Я вскипятил немного воды, сделал крепчайший кофе, насыпав с горя в чашку сразу ложки четыре. Пока дымящаяся густая жидкость остывала до той кондиции, чтобы пить можно было, не шпарясь, все-таки выкурил еще одну сигарету. Прихлебывая, тупо созерцал, как ползают по воздуху, извиваясь, прозрачно-серые ленты. Платье мое уж высохло, от кофе я наконец согрелся окончательно.
Ватная тишина набухла в кабинете.
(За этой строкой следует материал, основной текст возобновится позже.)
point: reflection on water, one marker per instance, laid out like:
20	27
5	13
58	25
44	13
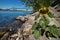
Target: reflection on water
7	17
Даже дождь угомонился и с площади, от окна, не доносилось ни звука.
Стася, наверное, уже спит. Если только не мучается, бедняга, бессонницей снова. Впрочем, вряд ли, она сегодня так устала. Меня вдруг словно кинули в кипяток, перед измученными, пересохшими глазами вдруг ослепляюще полыхнуло ярче яви: в медовом свете южного вечера она проводит по вишневым, чуть припухшим губам: хочешь сюда? Телеграмма уже лежала в шифраторе — но я думал, что целая ночь впереди. Вот он, эта ночь. Зеленое время на табло настольных электронных часов мерно перепархивало с одной цифры на другую. Три двенадцать.